Если все получается, то признание и власть этих людей, этой элиты, растут неимоверно. Ибо они становятся той центральной точкой, вокруг которой сосредотачиваются и определяются подобные вещи. «Единство», «подлинный интерес», «национальная особость». Это подмена, но большинство людей легко за ней следует, ибо на самом деле немного тех, у кого налажена связь с настоящим миром идей. Последствия же у подмены катастрофические. Когда нация или государство (а как правило, и то и другое одновременно) делаются центральной «идеей», на которую предписано смотреть с трепетом, любовью и ужасом, это означает конец или как минимум временный коллапс цивилизации. Это называется тоталитаризмом. А за его беспощадным сводом правил и запретов стоит не особого рода «новый порядок», но уже самый полноценный, беспримесный хаос. Состояние же субъекта при таких обстоятельствах характеризуется как больное. И вероятно, не во всех случаях излечимое.

***

Естественно, возникает вопрос: что человеку делать, чтобы хаосу противостоять и власть его уменьшить? Совершенно точно можно делать одно — развивать в себе искусство различения настоящих идей от их подобий. И делать это, находясь хотя бы и в самой сердцевине хаоса.

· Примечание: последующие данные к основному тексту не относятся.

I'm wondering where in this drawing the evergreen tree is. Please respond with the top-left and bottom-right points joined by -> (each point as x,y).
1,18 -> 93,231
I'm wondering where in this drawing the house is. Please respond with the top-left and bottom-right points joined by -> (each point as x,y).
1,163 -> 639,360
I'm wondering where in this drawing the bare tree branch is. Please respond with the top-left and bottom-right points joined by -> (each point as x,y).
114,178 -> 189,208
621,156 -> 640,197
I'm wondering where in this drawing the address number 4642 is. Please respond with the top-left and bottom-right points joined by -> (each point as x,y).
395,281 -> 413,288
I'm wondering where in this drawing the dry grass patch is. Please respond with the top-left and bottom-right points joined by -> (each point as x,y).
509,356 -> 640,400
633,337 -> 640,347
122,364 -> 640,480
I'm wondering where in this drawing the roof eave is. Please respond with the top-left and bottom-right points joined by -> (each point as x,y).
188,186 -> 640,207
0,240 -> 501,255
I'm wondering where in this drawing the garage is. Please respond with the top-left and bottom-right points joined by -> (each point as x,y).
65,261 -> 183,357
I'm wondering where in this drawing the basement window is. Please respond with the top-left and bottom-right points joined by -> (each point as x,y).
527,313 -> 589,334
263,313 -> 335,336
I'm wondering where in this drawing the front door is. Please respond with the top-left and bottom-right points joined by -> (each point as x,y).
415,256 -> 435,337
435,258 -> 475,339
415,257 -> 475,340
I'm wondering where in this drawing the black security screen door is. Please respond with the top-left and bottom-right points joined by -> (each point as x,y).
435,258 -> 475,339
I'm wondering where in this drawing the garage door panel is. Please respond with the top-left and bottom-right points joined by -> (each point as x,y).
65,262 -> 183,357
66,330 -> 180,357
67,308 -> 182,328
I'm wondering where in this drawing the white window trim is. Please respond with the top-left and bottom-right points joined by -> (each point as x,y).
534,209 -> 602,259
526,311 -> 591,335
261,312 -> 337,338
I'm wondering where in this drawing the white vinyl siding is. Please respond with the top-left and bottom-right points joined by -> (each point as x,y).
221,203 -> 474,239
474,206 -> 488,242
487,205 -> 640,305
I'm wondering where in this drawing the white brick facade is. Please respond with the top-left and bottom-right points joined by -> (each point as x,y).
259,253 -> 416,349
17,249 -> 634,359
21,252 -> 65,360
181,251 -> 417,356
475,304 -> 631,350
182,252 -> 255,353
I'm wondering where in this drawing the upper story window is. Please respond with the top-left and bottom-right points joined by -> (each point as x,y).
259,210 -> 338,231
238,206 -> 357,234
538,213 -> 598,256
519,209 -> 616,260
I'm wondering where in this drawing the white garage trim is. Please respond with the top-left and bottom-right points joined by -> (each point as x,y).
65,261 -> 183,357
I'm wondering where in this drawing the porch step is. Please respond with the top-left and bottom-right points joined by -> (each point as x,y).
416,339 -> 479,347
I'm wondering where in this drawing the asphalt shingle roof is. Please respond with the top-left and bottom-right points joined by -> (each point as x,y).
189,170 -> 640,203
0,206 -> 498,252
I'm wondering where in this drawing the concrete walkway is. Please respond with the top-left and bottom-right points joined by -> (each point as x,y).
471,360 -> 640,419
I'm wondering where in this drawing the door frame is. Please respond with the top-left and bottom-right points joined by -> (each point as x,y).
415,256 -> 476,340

Но тогда еще вопрос: да, вкладываться в личность и ее философское сознание надо, — однако нет ли каких-то объективно-социальных закономерностей, политических триггеров, которые могут изменить положение вещей и встать у хаоса на пути? Очевидно, многие ожидали такого поначалу, когда «идея особого пути» вдруг обернулась прямым насилием и отказом от цивилизации. Вот, народ быстро устанет и возмутится. Вот, никто не захочет идти умирать за «особый путь». Вот, жены и матери скажут однозначное «нет» генералам. Но ничего из этого не произошло. Социум, в массе своей, ни в чем не усомнился и на глазах адаптировался к новым реалиям. Внутри политических элит тоже не произошло раскола. Не образовалось никакой фронды. И никто, хотя бы из своих чисто прагматических мотивов, не проявил недовольства. В общем, ни одно из ожиданий — или тем более предсказаний экспертов по общественным наукам — не сбылось.

Выходит, что остается только субъект. Только свое «Я», его убеждения и его готовность. И слова, которыми подтверждаются убеждения. И случай, совершенно иррациональный случай, который не подлежит предсказаниям, но который именно во времена хаоса вдруг приносит надежду на восстановление порядка. «Бог из машины». Личная готовность и «бог из машины».

Как бы ни хотелось цивилизованному сознанию, но ставка на «объективные законы истории» сейчас не имеет большого смысла. Конструкции Гегеля и Маркса сейчас не работают.

Но, пробужденные хаосом, начинают работать конструкции совсем иного порядка. Такие, где фатум, судьба уже престают быть на краю исторической сцены, а занимают на ней центральные места, получают ведущие роли. Атмосфера начинает напоминать то ли главы из Ветхого Завета, то ли средневековый эпос, то ли сцены из «Матрицы». Одно очевидно — это интересные времена.